The term Near East can be used interchangeably with Middle East, but in a different context, especially in discussing ancient history, it may have a limited meaning, namely the northern historically-Aramaic-speaking Semitic people area and adjacent Anatolian territories, marked in the two maps below.

  The limited modern archaeological and historical context of the Near East
  Middle East and Near East
The historical Semitic region, defined by the pre-Islamic distribution of Semitic languages and coinciding very roughly with the Arabian Plate. Not so much lingually but rather culturally, politically and historically, the most significant division here has been between the north and the south, which is to some degree isolated from each other by the sparsely-populated Arabian Desert. The north comprises Mesopotamia and the Levant, which, together with the lower Nile, constitute the Fertile Crescent.

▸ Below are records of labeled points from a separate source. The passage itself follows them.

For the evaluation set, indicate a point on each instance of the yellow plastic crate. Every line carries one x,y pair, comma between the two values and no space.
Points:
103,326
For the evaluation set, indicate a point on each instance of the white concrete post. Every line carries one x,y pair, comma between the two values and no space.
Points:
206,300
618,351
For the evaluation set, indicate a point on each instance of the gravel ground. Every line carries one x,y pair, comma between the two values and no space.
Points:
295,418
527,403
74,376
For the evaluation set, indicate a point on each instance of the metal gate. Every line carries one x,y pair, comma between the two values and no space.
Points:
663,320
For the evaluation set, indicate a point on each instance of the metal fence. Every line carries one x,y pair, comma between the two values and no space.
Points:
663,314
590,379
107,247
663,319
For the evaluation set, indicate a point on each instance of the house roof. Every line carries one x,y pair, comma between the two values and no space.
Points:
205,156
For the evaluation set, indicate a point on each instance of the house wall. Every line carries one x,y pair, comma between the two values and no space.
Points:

  1. ^ Dodson, Aidan (1991). Egyptian Rock Cut Tombs. Buckinghamshire: Shire. p. 46. ISBN 978-0-7478-0128-3.
  2. ^ a b Robin Wright, Sacred Rage: The Wrath of Militant Islam, pp. 65–66
  3. ^ interview by Robin Wright of UK Foreign Secretary (at the time) Lord Carrington in November 1981, Sacred Rage: The Wrath of Militant Islam by Robin Wright, Simon and Schuster, (1985), p. 67
  4. ^ Kepel, Gilles (2003). Jihad: The Trail of Political Islam. I.B. Tauris. pp. 61–62. ISBN 978-1-84511-257-8.
  5. ^ Martin Kramer. "Fundamentalist Islam: The Drive for Power". Middle East Quarterly. Archived from the original on February 13, 2005.